Beth Cochran

Personal information
- Born: June 11, 1964 (age 61) Hamiota Municipality, Manitoba, Canada

Career information
- High school: Hamiota Collegiate
- College: University of Winnipeg (1982–1987)

Career history
- 1986-1987: Canada women's national basketball team

Career highlights
- Great Plains Athletic Conference Player of the Year (1984, 1986, 1987); Canadian Interuniversity Athletic Union All-Canadian (1983, 1984, 1985, 1986, 1987); Canadian Interuniversity Athletic Union Silver Medalist (1984); Manitoba Sports Hall of Fame and Museum inductee (1996); 1986 FIBA World Championship for Women Bronze Medalist (1986); Pan American Games Bronze Medalist (1987);

= Beth Cochran =

Canadian-American educator and basketball player

Alice Beth Cochran (born June 11, 1964) is a Canadian-American educator, educational consultant, and former basketball player. She played for the Winnipeg Wesmen from 1982 to 1987 and served as team captain from 1985 to 1987. Cochran was selected as a Canadian Interuniversity Athletic Union All-Canadian every year of her collegiate career, and led the Winnipeg Wesmen to four national championship tournaments. She was the Great Plains Athletic Conference Player of the Year in 1984, 1986, and 1987. Cochran holds the women's records for leading scorer and leading in career rebounds at the University of Winnipeg. She joined the Canada women's national basketball team and won bronze medals at the 1986 FIBA World Championship for Women and at the 1987 Pan American Games. In 1996, Cochran was inducted into the Manitoba Sports Hall of Fame and Museum.

Cochran is the senior director of magnet and curriculum enhancement programs for the Wake County Public School System and previously served as the principal at John W. Ligon Magnet Middle School and William G. Enloe Magnet High School in Raleigh, North Carolina.
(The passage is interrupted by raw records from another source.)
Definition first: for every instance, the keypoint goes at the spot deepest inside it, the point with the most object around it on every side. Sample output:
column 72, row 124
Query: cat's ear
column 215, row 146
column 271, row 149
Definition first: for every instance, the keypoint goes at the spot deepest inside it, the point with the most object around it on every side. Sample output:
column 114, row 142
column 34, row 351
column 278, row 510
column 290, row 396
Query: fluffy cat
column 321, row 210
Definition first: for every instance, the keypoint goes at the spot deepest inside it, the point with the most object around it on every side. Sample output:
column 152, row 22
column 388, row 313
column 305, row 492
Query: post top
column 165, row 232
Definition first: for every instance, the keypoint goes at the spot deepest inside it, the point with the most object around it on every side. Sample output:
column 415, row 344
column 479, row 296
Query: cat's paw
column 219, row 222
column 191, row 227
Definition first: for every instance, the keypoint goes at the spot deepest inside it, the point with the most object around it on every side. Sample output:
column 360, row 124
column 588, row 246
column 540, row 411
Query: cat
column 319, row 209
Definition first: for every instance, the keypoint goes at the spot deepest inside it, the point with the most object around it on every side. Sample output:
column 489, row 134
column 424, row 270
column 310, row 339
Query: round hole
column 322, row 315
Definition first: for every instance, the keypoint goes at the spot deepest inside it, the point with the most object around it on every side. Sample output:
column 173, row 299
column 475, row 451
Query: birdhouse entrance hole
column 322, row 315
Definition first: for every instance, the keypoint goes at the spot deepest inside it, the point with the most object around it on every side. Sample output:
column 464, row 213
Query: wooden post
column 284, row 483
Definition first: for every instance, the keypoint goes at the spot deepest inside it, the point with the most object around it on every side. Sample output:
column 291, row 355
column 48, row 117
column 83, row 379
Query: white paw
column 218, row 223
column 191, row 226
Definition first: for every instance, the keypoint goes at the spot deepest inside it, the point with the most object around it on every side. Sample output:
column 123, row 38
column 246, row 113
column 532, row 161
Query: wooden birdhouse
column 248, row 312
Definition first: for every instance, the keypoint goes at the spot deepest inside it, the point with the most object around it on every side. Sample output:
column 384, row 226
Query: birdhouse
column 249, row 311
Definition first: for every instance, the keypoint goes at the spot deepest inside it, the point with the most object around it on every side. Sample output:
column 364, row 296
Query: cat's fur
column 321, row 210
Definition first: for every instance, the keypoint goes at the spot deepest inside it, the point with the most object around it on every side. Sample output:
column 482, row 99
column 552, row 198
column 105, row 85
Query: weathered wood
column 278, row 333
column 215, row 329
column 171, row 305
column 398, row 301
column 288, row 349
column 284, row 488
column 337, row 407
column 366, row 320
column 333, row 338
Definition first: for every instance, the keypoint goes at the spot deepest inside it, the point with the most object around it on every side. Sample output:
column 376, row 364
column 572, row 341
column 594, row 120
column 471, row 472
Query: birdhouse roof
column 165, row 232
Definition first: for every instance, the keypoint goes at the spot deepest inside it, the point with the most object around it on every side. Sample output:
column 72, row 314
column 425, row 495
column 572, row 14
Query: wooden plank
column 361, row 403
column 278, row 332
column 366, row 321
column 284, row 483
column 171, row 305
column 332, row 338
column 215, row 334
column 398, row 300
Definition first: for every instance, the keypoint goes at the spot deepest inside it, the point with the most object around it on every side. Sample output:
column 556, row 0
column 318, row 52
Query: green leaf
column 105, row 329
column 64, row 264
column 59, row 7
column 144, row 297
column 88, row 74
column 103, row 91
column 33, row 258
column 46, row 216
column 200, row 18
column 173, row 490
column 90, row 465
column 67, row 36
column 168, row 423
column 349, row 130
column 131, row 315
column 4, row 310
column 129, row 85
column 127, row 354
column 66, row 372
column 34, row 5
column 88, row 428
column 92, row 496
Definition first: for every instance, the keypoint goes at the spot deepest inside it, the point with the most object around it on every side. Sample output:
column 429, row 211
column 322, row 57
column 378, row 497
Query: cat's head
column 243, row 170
== Early life and education ==
Cochran was born on June 11, 1964, in Hamiota, Canada. She graduated from Hamiota Collegiate High School in 1982. She went on to obtain a degree in education from the University of Winnipeg and a doctorate in education from North Carolina State University.

== Basketball ==
Cochran played basketball for the Hamiota Collegiate Huskies.

She went on to play at the University of Winnipeg and was team captain from 1985 to 1987. She holds the University of Winnipeg women's basketball record for all-time leading scorer, with 4,079 career points, and the record for leading in career rebounds, with 2,056. She also holds the record for most rebounds in a single season, with 563 rebounds during the 1982 to 1983 season.

Although she never won a national championship, Cochran led the Winnipeg Wesmen to four national championships. She was named a Canadian Interuniversity Athletic Union All-Canadian every year of her collegiate career and won a silver medal from the union during the 1983-1984 season. Cochran was named the Great Plains Athletic Conference player of the year in 1984, 1986, and 1987.

Cochran made the Canada women's national basketball team as a forward, playing in the 1986 FIBA World Championship for Women, where the team placed third, and in the 1987 Pan American Games, where they placed third again.

She was inducted into the Manitoba Sports Hall of Fame and Museum in 1996.

== Educational career ==
Cochran was a principal of John W. Ligon Middle School and William G. Enloe Magnet High School in Raleigh, North Carolina.

Cochran works as an educational consultant, doing grant management with the Magnet Schools Assistance Program, for which she was awarded the Merit Award of Excellence and Distinction and a National Magnet Certficiation. She worked with nine schools to help them receive the Magnet National Certification Schools for Standards Excellence awards in the first cohort and nine other schools in additional cohorts. In Wake County, Cochran also initiated the conversion of thirteen traditional public schools into magnet schools and helped revise the magnet curriculum for eight magnet schools. She has served as a consultant for the Magnet Schools Assistance Program in Louisville, Charlotte, Greensboro, and Osseo and Minneapolis.

She is the senior director of magnet and curriculum enhancement programs for the Wake County Public School System.